I think I'll just stick to the traditional Languages(C, C++ and Java) for making Software.

Another thing, is that it uses the Chromium Rendering-Engine. I've already cut-out Chrome, YouTube, Maps and Search. I just need to get rid of Android, GMail and my Account but the last thing I want is using a Framework that uses an Engine made by Google.
 
I started to build an application to scratch my own itch. At work I use linux as my main development environment (which is great) but I've never found a decent application for database exploration that doesn't feel clunky or enterprise-y. When I look at the tooling available on OSX through the likes of SequelPro and TablePlus I feel like I'm missing out a little at work. So I decided to build a desktop database client.

I've never built an electron app and so I've been spending a bit of time exploring what is possible (and importantly how I can build and distribute).
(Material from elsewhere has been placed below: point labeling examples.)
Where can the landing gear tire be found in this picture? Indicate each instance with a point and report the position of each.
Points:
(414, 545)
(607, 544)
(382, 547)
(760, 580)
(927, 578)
Now I've read up some more about these things, I'd say I'm making decent progress.

Here's a screenshot so far from my Mac (though I plan on changing the interface quite a bit since I'm quite inspired by VSCode right now :x3:)
1573986062937.png
 
I've never built an electron app and so I've been spending a bit of time exploring what is possible (and importantly how I can build and distribute). Now I've read up some more about these things, I'd say I'm making decent progress.
I urge you to use extreme caution when sharing that app or distributing it. If you are allowing the program to connect to a specific database that you host on a server or your own computer, do not share the app. Electron can easily be taken apart and edited which would allow a user to view your database credentials. If you are using a server to "accept the SQL command" and return data to the app instead of allowing the app to directly access the database then that's a great start... Just make sure you put good security measures in place to prevent SQL injection and unwanted queries.
 
Of course :thumbsup: However, the whole point of this app would be for *you* to put your own credentials and manage your own connections. So credential storage would all be on your local machine, no other server involved, just you and your database. Rather than this app connecting to any specific database of my own:)
 
Of course :thumbsup: However, the whole point of this app would be for *you* to put your own credentials and manage your own connections. So credential storage would all be on your local machine, no other server involved, just you and your database. Rather than this app connecting to any specific database of my own:)
Good, good - Yeah I wasn't sure if you were developing it to handle your own connections or if anyone could put them in.
Is there a way to set the server so it's not localhost and instead can connect to a different server? I would personally use it to connect to external databases on different IP addresses & then just set up those servers to allow remote connections. Which brings me to my next point - will your program allow for secure connections with keys so a user can be verified for these type of remote connections to external databases? Or will this program only be used for local / offline databases?